For prediction models, it is critical that the model is assessed using a separate, unseen test set to avoid results that appear favorable, but perform poorly in practice. However, we do not intend to use LA as a predictor of impairment, as this is not clinically useful nor a goal of the current analysis. Thus, holding out a separate test set of samples or using a computationally intensive analysis such as nested cross-validation to assess the model performance on unseen data was not deemed necessary. Therefore, the results from this analysis are effective for estimating the relationship between LA and measures of impairment in our sample and demonstrating the validity of LA as a clinical measure. If prediction is a goal of a future analysis, then utilization of a larger sample and a strict validation method with an unseen test set would be required.

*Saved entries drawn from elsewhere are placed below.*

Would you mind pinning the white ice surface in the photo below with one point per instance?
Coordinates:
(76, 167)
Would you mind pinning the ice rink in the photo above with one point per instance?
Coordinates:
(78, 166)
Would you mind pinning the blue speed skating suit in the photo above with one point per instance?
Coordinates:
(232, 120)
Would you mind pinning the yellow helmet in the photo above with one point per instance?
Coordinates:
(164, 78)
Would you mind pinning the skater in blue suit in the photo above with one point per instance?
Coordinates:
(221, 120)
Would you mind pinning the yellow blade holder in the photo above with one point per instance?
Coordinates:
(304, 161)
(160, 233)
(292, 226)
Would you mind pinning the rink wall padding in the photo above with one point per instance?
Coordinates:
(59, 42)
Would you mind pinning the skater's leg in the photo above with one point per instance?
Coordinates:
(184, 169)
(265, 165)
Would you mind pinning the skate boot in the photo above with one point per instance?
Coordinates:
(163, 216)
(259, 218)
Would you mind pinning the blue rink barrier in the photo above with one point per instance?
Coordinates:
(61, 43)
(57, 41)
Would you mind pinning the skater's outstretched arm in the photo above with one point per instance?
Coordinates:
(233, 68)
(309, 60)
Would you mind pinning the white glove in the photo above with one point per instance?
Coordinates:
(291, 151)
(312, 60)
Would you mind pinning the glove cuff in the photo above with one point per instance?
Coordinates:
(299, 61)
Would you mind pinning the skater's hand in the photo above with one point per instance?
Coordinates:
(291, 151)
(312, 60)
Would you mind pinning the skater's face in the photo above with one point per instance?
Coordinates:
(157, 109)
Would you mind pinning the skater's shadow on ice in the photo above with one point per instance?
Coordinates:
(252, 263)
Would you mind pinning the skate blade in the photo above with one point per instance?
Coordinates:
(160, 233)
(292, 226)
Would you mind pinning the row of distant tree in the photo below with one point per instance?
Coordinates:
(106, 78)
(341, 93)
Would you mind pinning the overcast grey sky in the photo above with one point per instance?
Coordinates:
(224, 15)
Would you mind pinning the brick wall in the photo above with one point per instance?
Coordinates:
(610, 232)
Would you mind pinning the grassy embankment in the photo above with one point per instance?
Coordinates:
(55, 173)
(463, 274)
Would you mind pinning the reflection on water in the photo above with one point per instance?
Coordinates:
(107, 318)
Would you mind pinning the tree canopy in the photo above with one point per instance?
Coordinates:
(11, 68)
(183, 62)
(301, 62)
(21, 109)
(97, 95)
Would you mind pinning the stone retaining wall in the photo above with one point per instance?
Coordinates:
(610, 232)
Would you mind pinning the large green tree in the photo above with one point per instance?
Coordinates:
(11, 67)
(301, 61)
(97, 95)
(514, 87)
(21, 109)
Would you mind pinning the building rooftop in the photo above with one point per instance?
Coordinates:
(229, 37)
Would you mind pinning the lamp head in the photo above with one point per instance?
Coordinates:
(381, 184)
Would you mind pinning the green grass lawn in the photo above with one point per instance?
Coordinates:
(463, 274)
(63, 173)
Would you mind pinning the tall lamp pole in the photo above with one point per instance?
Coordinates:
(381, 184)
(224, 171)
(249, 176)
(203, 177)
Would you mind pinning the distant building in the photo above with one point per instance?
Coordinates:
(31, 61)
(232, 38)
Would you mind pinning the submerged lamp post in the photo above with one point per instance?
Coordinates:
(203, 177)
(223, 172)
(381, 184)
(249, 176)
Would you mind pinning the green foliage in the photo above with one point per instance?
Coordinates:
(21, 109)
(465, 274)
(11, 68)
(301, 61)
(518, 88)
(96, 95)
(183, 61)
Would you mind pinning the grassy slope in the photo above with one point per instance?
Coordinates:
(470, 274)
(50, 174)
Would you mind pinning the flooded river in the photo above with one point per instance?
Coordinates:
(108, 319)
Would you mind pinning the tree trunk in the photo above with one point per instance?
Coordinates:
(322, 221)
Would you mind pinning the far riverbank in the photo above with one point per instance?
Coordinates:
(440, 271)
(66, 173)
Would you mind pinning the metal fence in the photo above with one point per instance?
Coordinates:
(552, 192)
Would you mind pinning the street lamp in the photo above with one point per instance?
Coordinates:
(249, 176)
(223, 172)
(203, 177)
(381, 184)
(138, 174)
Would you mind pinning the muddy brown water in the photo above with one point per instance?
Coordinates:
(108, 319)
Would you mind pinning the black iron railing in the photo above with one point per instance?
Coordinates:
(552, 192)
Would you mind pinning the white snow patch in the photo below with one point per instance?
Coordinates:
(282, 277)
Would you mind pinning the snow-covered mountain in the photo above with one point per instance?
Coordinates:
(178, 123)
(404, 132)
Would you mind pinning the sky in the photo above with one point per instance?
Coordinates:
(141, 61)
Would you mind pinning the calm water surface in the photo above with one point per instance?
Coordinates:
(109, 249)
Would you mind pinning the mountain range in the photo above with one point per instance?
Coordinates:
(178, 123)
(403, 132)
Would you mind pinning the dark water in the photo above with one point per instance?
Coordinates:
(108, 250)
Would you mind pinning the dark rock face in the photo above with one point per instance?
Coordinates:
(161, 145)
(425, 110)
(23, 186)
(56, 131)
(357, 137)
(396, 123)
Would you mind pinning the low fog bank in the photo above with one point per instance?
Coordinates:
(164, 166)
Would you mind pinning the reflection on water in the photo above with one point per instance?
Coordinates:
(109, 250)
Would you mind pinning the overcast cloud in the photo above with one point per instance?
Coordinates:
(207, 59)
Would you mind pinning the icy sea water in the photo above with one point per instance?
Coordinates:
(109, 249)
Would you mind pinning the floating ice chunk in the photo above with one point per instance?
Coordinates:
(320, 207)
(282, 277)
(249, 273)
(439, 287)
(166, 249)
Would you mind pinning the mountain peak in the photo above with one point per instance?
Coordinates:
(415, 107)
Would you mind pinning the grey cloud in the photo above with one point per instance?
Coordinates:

It is possible that the LASSO LARS and multinomial logistic regression with ℓ1 regularization algorithms that were used for feature selection were affected by noise in the input features and resulted in suboptimal feature selection or selection of redundant features. The use of 10-fold cross-validation was intended to minimize this possibility. Further, additional steps were taken (targeted participant recruitment, collection of multiple nights when possible, etc.) to minimize the bias in the data and maximize the generalizability of the findings.

Conclusion

Finding that LA measured during sleep is uniquely related to standard clinical measures of strength, sensation, and spasticity has provided evidence of construct and concurrent validity among a sample with chronic SCI. This demonstrates that features derived from LA are clinically meaningful metrics related to neuromuscular impairment that could be useful in many future applications including clinical prediction rules for ambulation after an acute SCI.